Joint symposium on clinical trial registration.

Chairs: M Cazzola ( Editor, Haematologica/The Hematology Journal) and S. Shattil (Editor-in-Chief, Blood)

Speakers: C. Haug (Editor-in-Chief, Journal of the Norwegian Medical Association) and E. Phimister (Deputy Editor, New England Journal of Medicine)

The interest of the public and the medical profession is better served by the registration of all clinical trials and the results thereof.

Both speakers addressed the steps that editors of medical journals have taken to help to make the above statement a reality although clearly the responsibility extends to governments and regulatory bodies.

Two editorials have been published in the New Journal of Medicine in 2004/2005 on behalf of the International Committee of Medical Journal Editors. The concern of the editors has shifted to ethical issues including the question: how science should be reported?

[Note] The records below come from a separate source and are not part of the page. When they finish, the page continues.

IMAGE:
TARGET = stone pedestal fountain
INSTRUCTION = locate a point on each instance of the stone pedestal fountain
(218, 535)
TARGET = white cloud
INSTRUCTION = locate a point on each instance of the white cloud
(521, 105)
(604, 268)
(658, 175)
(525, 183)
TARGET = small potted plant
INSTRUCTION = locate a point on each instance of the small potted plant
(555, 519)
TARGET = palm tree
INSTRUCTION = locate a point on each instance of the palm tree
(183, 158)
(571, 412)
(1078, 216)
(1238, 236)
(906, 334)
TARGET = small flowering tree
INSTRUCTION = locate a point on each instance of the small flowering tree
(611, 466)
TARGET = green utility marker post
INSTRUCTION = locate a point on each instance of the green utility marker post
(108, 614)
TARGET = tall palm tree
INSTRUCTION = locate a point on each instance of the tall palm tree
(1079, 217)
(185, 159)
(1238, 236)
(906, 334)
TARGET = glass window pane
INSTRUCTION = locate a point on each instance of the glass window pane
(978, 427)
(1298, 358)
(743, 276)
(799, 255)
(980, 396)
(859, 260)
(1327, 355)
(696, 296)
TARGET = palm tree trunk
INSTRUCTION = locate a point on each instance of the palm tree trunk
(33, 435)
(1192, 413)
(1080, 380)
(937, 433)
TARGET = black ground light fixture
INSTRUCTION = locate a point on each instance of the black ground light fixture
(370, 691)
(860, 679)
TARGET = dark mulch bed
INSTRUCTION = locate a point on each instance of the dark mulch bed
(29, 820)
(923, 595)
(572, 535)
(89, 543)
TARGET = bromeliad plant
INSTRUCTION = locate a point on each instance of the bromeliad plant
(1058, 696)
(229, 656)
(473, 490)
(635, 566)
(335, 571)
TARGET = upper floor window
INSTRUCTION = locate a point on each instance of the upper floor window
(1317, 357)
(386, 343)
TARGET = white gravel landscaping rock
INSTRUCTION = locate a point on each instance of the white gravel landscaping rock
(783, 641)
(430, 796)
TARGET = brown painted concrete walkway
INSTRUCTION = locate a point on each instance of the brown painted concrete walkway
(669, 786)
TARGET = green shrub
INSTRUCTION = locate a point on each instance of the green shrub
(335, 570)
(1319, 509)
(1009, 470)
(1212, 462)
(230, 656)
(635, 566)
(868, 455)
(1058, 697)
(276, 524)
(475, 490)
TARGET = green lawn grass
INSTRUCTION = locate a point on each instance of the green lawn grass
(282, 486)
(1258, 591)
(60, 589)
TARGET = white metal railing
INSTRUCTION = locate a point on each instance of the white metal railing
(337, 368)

It is important that the public gets ‘the full picture’. In order to try to make such information accessible to the public a number of registries have been opened and a large number of journals insist that a trial has been fully registered with a ‘registered’ registry which is available to the public for scrutiny. ClinicalTrials.gov, Controlled-Trials.com and ACTR.org.au are examples. Trial results are not accepted for review by the editors of many medical journals unless they have been registered with the above or other recognized registries.

Questions still to be addressed are first, how to make bodies like the EMEA accessible to the public and second, how to make sure that all trials are registered and the results (negative or positive) made publicly accessible.

Last updated on Saturday 17 June 2006.